GetPairSimilarity(), which
returns a double value between 0.0 (least similar) and 1.0 (most similar) indicating the
degree of similarity between the pair of documents.
GetAllSimilarity(),
which returns an array of PairSimilarity structs, each indicating the similarity between
a pair of documents.
DocumentSimilarityConnector, which offers object[] interface
to the methods of the base class DocumentSimilarity.
Each document is broken down into individual words using a finite state machine tokenizer. The tokens are filtered using a variety of token filters, including lower casing, stop-word removal, and numerical tokens removal.
Each document is converted to a vector, the length of which corresponds to the number of unique words in the whole document collection. The set of document vectors form a vector space matrix. Each element in the matrix represents the weight of a certain word within a certain document. Weights can be calculated according to different weighting schemes, including binary weighting, term-frequency (TF) weighting , and term-frequency x inverse-document-frequency (TFxIDF) weighting.

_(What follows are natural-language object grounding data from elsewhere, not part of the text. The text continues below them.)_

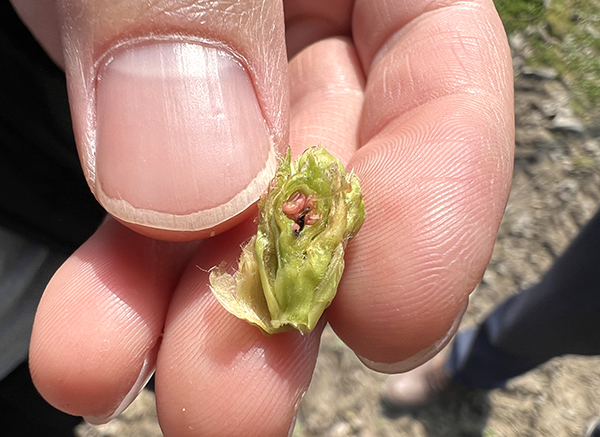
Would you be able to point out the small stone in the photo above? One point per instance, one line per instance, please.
(568, 123)
(592, 147)
(340, 429)
(545, 73)
(517, 41)
(533, 135)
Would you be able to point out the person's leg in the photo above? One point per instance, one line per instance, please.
(558, 316)
(24, 413)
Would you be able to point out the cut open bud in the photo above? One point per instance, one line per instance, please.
(289, 271)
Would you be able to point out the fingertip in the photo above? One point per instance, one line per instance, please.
(218, 375)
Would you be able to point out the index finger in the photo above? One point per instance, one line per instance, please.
(435, 165)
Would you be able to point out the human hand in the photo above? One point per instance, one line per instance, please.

To find the similarity between a pair of documents, their corresponding vectors are passed to a similarity function which calculates the similarity based on the weights of the words represented by the two document vectors.
The most common similarity measure in for text-based applications is the cosine measure. The cosine measure finds the angle between the two vectors by calculating their dot product (and dividing by the product of the two vector norms). The more similar the two documents, the closer their vectors will be, and the cosine measure will report a high similarity accordingly. The more dissimilar the two documents, the farther their vectors, and the smaller the cosine value.